Dans la rue il croisa un groupe d’enfants qui jouaient, et cela lui donna une idée. Il avisa le plus grand et le débrouillard d’entre eux et, moyennant quelques pièces, parvint à les décider de travailler pour lui. Le gamin organisa des équipes, deux pour guetter l’arrivée d’un homme accompagné de deux enfants montés sur une jument grise ; la troisième équipe était chargée de prospecter un abri pour la future mère. Il se trouva que les premières douleurs surgirent alors que le garçon, appelé Paolo vint lui indiquer une masure abandonnée à la lisière de la ville. N’ayant nulle autre solution, ils se rendirent tous ensemble vers cette maison.. Parvenu à destination, Renaud fit la grimace. Ce n’était guère plus d’une ruine, dont l’état du toit laissait à désirer. Mais il fallait bien s’en contenter. Heureusement, la pièce principale était encore habitable, et elle comportait même un châlit dans un coin. On installa la femme en couche, tandis que les enfants se mettait en quête de linges propres, ainsi que d’une ou deux couvertures. Nul se sut comment ils se les procurèrent, mais ils trouvèrent assez rapidement. Le gentil Paolo indiqua à Renaud qu’il avait prévenu sa tante, sage-femme qualifiée. C’est ainsi que naquit sans trop de problèmes le petit Armando, du nom de son grand-père maternel.
Le lendemain, veille de Noël, la mère et l’enfant se portaient à merveille, malgré un environnement assez peu accueillant, mais ce n’étaient pas les admirateurs qui manquaient…
Sur le coup de midi, les jeunes sentinelles annoncèrent l’arrivée de l’équipage tant attendu. Selon les consignes, les enfants guidèrent celui-ci jusqu’à Claudia sans trop explications, en disant juste pour les rassurer que Renaud voulait leur parler.

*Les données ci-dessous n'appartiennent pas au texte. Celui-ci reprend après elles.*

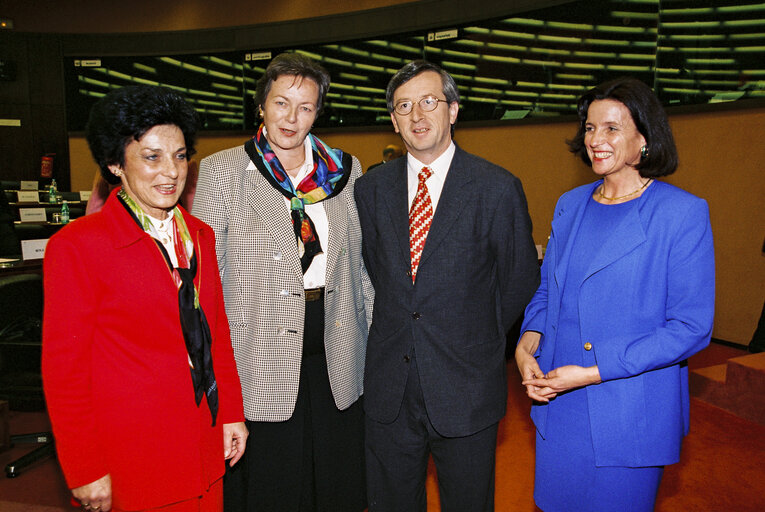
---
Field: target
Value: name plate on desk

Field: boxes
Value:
[21,238,48,260]
[16,190,40,203]
[19,208,48,222]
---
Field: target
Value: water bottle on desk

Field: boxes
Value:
[61,201,69,224]
[48,179,58,203]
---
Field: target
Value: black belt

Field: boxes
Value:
[305,286,324,302]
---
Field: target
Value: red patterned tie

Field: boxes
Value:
[409,167,433,283]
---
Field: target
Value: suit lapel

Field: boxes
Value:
[418,148,473,265]
[582,199,646,282]
[247,169,303,279]
[551,186,599,288]
[552,181,646,287]
[383,158,411,265]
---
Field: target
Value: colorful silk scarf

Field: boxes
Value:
[117,188,218,426]
[244,124,351,274]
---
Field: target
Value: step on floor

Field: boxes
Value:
[690,352,765,425]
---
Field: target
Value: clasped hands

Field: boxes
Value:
[515,331,600,403]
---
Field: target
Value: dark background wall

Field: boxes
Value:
[0,31,69,185]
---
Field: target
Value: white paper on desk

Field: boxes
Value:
[16,190,40,203]
[21,238,48,260]
[19,208,48,222]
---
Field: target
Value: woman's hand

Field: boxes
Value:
[515,331,555,402]
[223,422,250,467]
[72,475,112,512]
[523,365,600,402]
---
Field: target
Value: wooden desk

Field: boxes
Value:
[0,259,43,276]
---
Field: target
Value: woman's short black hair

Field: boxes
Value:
[85,85,199,185]
[568,77,678,178]
[255,53,329,117]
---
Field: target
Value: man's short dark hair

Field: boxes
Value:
[85,85,199,185]
[568,77,678,178]
[255,53,329,116]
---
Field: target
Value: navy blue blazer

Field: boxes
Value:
[355,148,539,437]
[521,181,715,467]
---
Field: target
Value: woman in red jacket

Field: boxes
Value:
[43,86,247,512]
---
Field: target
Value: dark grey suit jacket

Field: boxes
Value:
[355,148,539,437]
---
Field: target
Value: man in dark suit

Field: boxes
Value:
[355,61,539,512]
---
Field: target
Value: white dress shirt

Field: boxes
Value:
[406,142,456,215]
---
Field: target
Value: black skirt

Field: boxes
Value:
[224,300,366,512]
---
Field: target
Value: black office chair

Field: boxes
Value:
[0,274,55,478]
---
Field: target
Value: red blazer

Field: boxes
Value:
[42,191,244,509]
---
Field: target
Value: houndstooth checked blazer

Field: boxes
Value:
[193,146,374,422]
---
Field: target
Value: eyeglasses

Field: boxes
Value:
[393,96,449,116]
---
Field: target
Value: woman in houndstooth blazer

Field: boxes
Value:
[193,54,373,511]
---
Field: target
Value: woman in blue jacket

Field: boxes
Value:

Yvan et ses enfants entrèrent dans la maison, non sans appréhension, et leurs visages à tous les trois s’illuminèrent dès qu’ils aperçurent celle qui s’était installée là.
- Maman ! Maman ! Enfin nous t’avons retrouvée ! S’écrièrent les enfants fous de joie en allant la couvrir de baisers.
- Oh ma chérie ! Que c’est bon de te revoir ! Mais est-ce que tu vas bien ? Tu m’as l’air bien malade ! S’inquiéta Yvan en voyant la pâleur de sa femme.
- Bonjour vous autres, fit Renaud en entrant derrière eux avec le nouveau-né dans les bras, votre épouse et votre mère va bien, elle vient seulement de mettre au monde un petit Jésus, enfin, un petit Armando… votre petit frère…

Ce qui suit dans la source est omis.